Picnic zette zich vorig jaar in een klap goed op de kaart door een look-a-like van Max Verstappen in een commercial de boodschappen met een bestelwagen te laten bezorgen. Een vette knipoog naar Jumbo, dat de echte Verstappen in hun commercial in een F1 racewagen de boodschappen laat bezorgen.
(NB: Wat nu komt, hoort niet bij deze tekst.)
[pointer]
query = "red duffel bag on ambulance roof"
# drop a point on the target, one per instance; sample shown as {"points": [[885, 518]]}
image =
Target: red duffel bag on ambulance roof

Het leverde deze uitdager in de supermarktbranche een hoop aandacht op.
Portretrecht
Maar ook juridische procedures. Als sporter kun je immers met je voorkomen een hoop geld verdienen. Of zoals juristen zeggen: je hebt een verzilverbare populariteit. En dus kwam Verstappen in actie. De schade werd door een expert berekend op € 350.000 aan gemiste omzet. Op zich hoef je daarvoor overigens niet heel deskundig te zijn. Want als Verstappen gewend is voor een dergelijke klus zo’n geldsom betaald te krijgen, is dat de schade. Toch? En dus vroeg Verstappen de rechter toestemming om voor dit bedrag beslag te mogen leggen.
Parodie
Het Hof Amsterdam vond echter deze wijze van schadeberekening te F1-snel gemaakt.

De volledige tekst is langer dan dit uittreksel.